Nous sommes emmenés chez elle, où elle est sous garde judiciaire en attendant les résultats de sa propre condamnation après avoir plaidé coupable, et elle a beaucoup de latitude pour expliquer une grande partie de ce qui s’est passé. Bien qu’il puisse certainement être utile d’entendre Salzman en réponse au fait de repousser les défenses qu’elle a proposées, la série tente rarement d’essayer de le faire. Tout au plus, nous obtiendrons quelque chose comme une photo rapide mais révélatrice d’une pile de livres d’Ayn Rand chez elle. Cependant, cela ne fait que rappeler un autre aspect supérieur de Séduit où un expert de la secte a expliqué comment les enseignements de l’organisation équivalaient à une imitation de divers manuels éprouvés pour manipuler les gens. Nulle part dans ces docu-séries n’entendons-nous des experts extérieurs repousser même légèrement ceux comme Salzman, qui peut faire une affirmation douteuse après l’autre. Sa propre fille la défiera occasionnellement, mais cela ressemble toujours à une demi-mesure inadéquate qui aurait dû être explorée plus avant par les cinéastes.

Cela atteint un point de rupture dans des épisodes comme celui qui consacre beaucoup de temps à entendre comment les membres de NXIVM avaient découvert un remède contre la Tourette.

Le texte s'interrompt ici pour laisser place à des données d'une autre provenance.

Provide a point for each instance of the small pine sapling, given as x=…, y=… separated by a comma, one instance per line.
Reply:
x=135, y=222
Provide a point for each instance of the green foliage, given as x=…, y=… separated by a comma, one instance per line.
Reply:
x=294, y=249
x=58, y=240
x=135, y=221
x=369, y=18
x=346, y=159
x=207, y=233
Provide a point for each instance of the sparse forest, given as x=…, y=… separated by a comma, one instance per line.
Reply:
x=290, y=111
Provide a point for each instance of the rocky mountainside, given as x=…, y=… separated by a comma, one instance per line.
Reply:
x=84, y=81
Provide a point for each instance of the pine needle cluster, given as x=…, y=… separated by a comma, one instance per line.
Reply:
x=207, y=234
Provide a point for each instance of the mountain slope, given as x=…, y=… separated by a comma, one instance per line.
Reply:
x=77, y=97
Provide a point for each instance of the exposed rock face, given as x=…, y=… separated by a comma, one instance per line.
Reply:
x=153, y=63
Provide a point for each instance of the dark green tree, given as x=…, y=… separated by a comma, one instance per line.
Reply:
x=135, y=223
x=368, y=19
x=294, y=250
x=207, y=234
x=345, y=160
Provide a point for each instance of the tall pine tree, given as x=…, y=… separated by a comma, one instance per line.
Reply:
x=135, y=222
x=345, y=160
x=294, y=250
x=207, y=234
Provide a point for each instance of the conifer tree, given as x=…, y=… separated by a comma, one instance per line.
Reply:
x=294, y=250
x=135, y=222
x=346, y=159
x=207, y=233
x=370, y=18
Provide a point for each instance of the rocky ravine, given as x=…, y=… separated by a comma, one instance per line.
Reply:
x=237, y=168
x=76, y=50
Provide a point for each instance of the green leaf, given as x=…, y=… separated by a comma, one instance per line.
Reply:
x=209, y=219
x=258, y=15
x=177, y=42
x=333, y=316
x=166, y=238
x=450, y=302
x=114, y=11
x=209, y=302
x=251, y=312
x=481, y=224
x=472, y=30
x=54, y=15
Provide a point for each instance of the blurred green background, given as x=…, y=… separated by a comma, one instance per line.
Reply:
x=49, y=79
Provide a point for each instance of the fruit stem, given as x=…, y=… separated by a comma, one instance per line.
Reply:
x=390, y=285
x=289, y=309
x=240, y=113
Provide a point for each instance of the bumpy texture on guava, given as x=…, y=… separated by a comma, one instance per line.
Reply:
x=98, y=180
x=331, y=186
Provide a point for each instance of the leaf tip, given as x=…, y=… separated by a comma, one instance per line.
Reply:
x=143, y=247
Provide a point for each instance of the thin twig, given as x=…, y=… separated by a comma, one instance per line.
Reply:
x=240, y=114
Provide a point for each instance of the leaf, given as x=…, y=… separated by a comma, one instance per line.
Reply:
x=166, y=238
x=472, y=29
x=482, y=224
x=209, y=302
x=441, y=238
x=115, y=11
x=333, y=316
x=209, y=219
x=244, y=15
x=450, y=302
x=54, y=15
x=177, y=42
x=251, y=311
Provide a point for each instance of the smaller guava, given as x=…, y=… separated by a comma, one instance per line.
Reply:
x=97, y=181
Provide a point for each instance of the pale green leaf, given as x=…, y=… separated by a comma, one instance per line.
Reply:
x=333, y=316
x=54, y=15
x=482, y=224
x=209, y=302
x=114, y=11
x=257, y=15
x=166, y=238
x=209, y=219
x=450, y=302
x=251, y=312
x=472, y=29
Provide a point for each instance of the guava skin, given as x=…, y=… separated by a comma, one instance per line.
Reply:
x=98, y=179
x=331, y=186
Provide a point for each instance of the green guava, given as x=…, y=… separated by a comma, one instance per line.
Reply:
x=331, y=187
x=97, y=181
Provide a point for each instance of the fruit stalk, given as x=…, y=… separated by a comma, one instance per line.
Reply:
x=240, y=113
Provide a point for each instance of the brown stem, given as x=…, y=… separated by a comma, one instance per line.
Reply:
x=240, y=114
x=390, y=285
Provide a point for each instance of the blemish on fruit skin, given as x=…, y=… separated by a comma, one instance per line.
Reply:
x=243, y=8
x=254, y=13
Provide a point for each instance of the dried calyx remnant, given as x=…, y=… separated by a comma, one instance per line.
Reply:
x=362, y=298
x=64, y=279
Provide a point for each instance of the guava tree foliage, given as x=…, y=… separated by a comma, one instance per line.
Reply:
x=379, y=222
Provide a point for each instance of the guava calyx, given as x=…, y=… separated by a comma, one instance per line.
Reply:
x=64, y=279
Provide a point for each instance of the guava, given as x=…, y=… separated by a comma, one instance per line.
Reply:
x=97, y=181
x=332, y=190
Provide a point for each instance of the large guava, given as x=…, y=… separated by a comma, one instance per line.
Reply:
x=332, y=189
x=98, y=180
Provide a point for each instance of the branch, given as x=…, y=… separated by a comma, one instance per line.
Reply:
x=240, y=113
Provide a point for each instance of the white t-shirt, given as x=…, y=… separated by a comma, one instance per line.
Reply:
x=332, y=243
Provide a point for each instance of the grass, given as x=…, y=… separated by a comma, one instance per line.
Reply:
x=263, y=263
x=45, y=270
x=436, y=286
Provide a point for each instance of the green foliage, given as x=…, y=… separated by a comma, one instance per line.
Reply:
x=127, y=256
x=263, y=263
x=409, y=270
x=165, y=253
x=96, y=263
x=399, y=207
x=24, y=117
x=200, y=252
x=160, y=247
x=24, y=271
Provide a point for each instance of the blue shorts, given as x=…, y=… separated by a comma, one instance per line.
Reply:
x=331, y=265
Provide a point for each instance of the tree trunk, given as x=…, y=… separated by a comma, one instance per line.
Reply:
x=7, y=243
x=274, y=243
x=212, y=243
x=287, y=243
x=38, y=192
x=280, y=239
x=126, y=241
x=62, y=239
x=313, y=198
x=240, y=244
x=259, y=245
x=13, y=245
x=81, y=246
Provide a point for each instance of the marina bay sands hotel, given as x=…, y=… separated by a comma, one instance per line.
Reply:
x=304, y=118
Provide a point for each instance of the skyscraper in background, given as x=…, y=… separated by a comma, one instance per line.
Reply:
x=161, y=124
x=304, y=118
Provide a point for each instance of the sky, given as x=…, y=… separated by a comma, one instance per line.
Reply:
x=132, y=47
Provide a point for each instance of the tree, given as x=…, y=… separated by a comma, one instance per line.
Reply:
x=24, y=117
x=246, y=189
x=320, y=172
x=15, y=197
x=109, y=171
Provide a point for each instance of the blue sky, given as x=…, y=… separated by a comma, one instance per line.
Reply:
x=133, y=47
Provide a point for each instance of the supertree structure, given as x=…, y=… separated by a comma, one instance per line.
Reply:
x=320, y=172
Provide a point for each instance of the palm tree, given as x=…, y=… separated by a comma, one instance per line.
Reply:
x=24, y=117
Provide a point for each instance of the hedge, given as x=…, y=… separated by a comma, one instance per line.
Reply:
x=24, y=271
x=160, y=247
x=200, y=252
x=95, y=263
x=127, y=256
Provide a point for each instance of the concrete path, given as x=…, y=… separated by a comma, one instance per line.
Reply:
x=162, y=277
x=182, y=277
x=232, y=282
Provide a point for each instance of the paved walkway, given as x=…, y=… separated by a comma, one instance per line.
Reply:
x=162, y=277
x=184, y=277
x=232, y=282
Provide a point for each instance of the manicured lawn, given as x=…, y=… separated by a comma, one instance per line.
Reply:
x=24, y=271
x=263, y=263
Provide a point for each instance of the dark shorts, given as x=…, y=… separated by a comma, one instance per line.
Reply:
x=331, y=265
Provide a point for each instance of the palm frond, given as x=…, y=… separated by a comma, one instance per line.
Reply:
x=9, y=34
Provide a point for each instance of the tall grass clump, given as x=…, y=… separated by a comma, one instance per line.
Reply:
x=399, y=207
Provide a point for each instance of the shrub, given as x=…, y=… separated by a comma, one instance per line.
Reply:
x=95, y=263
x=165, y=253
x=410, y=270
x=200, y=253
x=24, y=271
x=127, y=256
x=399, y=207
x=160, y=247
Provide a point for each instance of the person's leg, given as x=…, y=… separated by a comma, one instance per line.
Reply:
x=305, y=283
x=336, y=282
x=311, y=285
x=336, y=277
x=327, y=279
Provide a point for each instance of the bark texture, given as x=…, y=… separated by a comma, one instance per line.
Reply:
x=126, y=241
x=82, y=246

Il commence par une longue clause de non-responsabilité qui précise que « les expériences présentées dans cet épisode n’ont pas été menées par des professionnels cliniques agréés ayant une expertise dans le syndrome de Tourette et n’ont pas fait l’objet d’un examen par les pairs ». Bien que cela soit important à noter, cela n’inspire pas exactement la confiance que la série a décidé d’aller de l’avant avec l’épisode et de passer autant de temps à laisser ceux qui racontent comment ils ont guéri une maladie incurable sans qu’aucun autre expert n’intervienne. Il y a un moment où Le Vœu complique finalement le récit, mais il passe tout aussi rapidement avant de retrancher une fois de plus certaines des affirmations les plus préoccupantes. Tout finit par donner l’impression que la série est dangereusement proche de boire le Kool-Aid professé par beaucoup de ceux de NXIVM. À tout le moins, cela donne aux sujets un large public, mais n’approche jamais un journalisme robuste ou un documentaire incisif. Il n’est ni éclairant ni informatif, donnant la priorité au divertissement superficiel par rapport à toute autre chose.

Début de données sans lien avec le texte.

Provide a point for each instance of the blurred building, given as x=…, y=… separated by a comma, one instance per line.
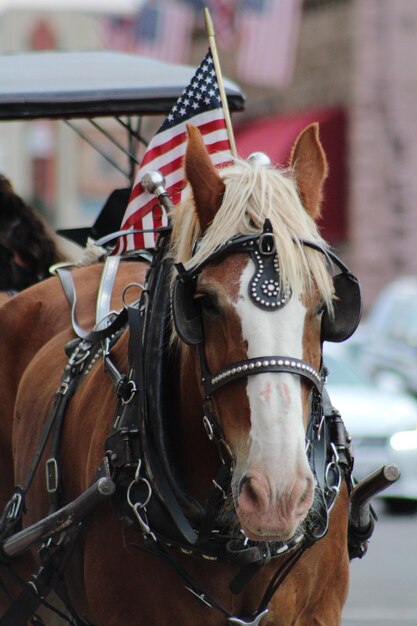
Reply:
x=352, y=68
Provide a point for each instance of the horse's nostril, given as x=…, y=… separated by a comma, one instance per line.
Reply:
x=249, y=490
x=242, y=483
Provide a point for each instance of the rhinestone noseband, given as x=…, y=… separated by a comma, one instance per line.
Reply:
x=261, y=365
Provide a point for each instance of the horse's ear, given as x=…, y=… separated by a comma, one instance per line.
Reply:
x=208, y=187
x=309, y=165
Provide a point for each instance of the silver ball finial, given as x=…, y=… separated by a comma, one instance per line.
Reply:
x=153, y=182
x=259, y=157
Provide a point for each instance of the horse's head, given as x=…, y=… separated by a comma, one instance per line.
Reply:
x=252, y=300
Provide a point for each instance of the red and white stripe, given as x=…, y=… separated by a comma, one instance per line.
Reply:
x=165, y=153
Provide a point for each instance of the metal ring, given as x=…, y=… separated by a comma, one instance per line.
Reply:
x=129, y=286
x=140, y=505
x=133, y=390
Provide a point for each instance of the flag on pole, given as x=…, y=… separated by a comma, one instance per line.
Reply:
x=199, y=105
x=268, y=36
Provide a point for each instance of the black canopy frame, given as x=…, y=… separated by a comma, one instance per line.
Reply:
x=89, y=85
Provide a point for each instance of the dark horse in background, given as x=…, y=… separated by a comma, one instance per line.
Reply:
x=27, y=249
x=242, y=375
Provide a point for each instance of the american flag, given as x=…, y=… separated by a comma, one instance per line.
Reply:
x=199, y=105
x=163, y=31
x=159, y=29
x=267, y=41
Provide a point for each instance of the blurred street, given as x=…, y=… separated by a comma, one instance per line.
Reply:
x=383, y=584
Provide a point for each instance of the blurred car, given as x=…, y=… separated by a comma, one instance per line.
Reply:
x=389, y=354
x=383, y=427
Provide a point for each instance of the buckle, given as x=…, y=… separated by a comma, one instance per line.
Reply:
x=51, y=469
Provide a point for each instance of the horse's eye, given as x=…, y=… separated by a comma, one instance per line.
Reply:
x=209, y=305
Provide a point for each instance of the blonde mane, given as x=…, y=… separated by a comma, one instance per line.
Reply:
x=253, y=193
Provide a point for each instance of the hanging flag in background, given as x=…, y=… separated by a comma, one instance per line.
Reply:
x=199, y=105
x=163, y=31
x=268, y=35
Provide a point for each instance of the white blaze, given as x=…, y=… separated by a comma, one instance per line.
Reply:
x=276, y=441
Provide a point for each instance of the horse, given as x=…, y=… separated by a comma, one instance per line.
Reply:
x=225, y=511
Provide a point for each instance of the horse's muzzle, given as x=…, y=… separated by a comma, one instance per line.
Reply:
x=266, y=516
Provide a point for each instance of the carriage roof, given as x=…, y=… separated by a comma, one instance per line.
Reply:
x=91, y=84
x=71, y=86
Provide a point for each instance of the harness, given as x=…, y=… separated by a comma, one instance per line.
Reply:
x=138, y=468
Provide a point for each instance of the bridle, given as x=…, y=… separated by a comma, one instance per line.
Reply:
x=267, y=293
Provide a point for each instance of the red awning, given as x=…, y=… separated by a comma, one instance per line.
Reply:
x=276, y=135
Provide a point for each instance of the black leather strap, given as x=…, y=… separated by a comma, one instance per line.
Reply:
x=261, y=365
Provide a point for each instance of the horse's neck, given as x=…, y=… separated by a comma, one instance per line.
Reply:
x=197, y=456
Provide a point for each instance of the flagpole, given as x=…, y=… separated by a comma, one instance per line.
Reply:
x=223, y=98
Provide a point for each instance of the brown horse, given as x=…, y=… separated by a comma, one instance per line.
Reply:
x=27, y=248
x=251, y=281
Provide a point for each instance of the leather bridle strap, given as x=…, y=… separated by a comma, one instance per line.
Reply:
x=260, y=365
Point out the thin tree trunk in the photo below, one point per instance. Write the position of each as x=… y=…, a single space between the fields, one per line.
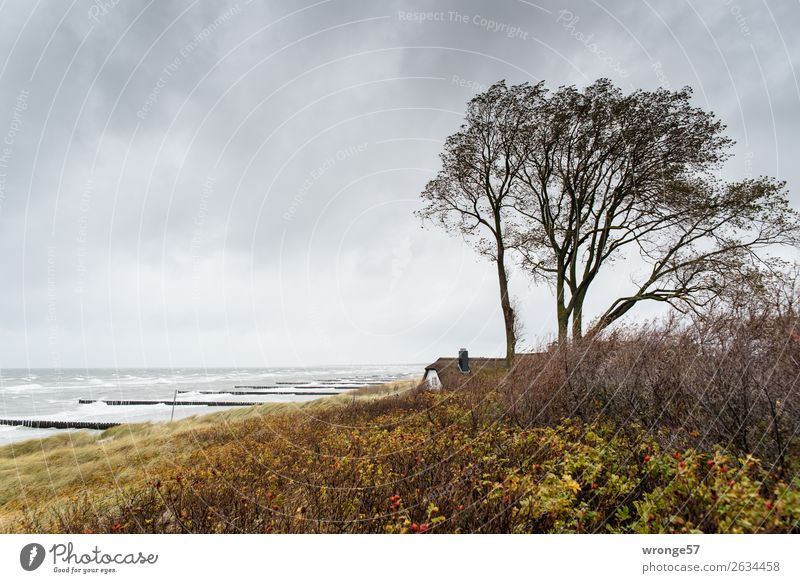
x=505 y=303
x=562 y=317
x=577 y=316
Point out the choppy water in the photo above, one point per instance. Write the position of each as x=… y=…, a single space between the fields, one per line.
x=51 y=394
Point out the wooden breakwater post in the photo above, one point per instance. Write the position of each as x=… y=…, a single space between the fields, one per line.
x=180 y=403
x=47 y=424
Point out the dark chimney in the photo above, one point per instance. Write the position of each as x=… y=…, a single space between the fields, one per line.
x=463 y=360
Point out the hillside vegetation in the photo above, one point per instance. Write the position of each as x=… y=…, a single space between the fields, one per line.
x=412 y=461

Plus tard, alors que nous arrivons à la conclusion, nous entendons également des membres de la secte qui sont restés fidèles à Raniere. Cela leur accorde une plate-forme et leur permet de mettre en doute la couverture de NXIVM sans fournir de preuve réelle du contraire. On pourrait généreusement dire que cela aide à montrer à quel point ces adhérents sont engagés et la façon dont une secte peut consommer votre vie. Il fallait juste qu’il y ait la prochaine étape pour entendre ceux qui peuvent le mettre dans un contexte historique quelconque, mais la série n’essaie jamais de franchir cette étape. Il y a de petits éclairs où il trébuche dans des moments révélateurs involontaires, mais ils sont enterrés sous des heures de plus de la même chose qui ont compromis la première saison. Il y a de nouveaux témoignages du procès qui prennent vie avec des acteurs de la voix et des recréations animées de croquis de la cour. Bien qu’il s’agisse d’une approche intrigante, cela finit par être davantage un jeu par jeu qui se traîne et retient à nouveau des informations jusqu’à la toute fin.

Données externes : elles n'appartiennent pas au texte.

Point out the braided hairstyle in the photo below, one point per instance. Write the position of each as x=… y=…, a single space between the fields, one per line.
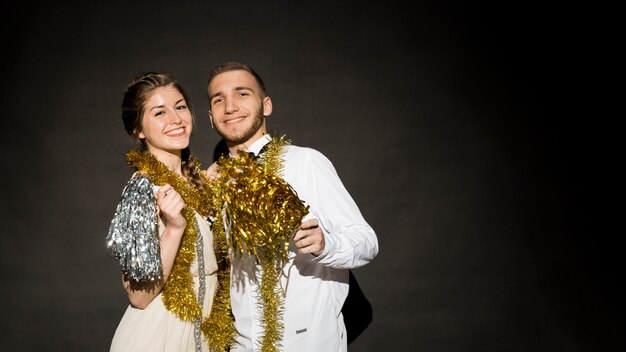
x=133 y=108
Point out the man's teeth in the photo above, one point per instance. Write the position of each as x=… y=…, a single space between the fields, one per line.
x=176 y=131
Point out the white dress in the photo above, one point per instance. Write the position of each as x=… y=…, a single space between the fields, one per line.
x=156 y=328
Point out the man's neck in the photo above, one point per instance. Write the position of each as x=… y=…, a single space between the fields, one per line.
x=234 y=150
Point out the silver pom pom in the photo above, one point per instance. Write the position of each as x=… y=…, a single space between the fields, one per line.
x=133 y=238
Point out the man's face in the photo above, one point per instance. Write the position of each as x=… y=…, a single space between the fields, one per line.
x=238 y=109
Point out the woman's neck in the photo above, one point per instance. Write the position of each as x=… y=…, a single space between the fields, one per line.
x=171 y=160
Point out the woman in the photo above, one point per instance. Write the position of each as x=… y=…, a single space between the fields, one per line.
x=160 y=233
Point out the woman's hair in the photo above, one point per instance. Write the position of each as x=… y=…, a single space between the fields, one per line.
x=133 y=108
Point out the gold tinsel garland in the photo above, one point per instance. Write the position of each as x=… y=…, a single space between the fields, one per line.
x=178 y=294
x=261 y=213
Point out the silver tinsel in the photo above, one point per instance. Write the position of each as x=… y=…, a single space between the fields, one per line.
x=133 y=238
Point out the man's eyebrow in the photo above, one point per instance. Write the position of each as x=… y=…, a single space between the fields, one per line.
x=240 y=88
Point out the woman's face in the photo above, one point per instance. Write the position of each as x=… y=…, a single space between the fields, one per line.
x=166 y=124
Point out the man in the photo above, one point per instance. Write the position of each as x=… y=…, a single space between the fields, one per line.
x=332 y=238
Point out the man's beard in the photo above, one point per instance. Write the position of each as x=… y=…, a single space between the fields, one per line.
x=243 y=137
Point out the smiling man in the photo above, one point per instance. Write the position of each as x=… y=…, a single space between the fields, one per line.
x=333 y=237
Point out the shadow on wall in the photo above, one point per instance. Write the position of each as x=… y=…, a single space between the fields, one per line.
x=357 y=310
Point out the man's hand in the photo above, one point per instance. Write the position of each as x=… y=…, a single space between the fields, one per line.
x=310 y=238
x=211 y=172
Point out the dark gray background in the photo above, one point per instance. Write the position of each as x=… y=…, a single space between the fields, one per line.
x=467 y=132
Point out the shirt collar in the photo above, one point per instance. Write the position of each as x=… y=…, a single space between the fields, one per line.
x=260 y=143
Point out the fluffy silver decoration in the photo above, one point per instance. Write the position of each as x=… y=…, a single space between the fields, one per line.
x=133 y=238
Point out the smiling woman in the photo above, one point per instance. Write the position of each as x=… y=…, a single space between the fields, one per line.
x=160 y=233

Rien de tout cela n’est la faute des anciens membres qui se sont courageusement manifestés. Au contraire, ils méritaient bien mieux que la façon dont ils ont été utilisés pour ces docuseries. La seule bonne chose que l’on puisse dire de Le vœu, deuxième partie c’est que c’est une démonstration parfaite de comment précisément ne pas couvrir une histoire importante comme celle-ci.

Évaluation: J+

Vous pouvez regarder le premier épisode de Le vœu : deuxième partie à partir du 17 octobre sur HBO Max, les cinq épisodes restants étant publiés chaque semaine.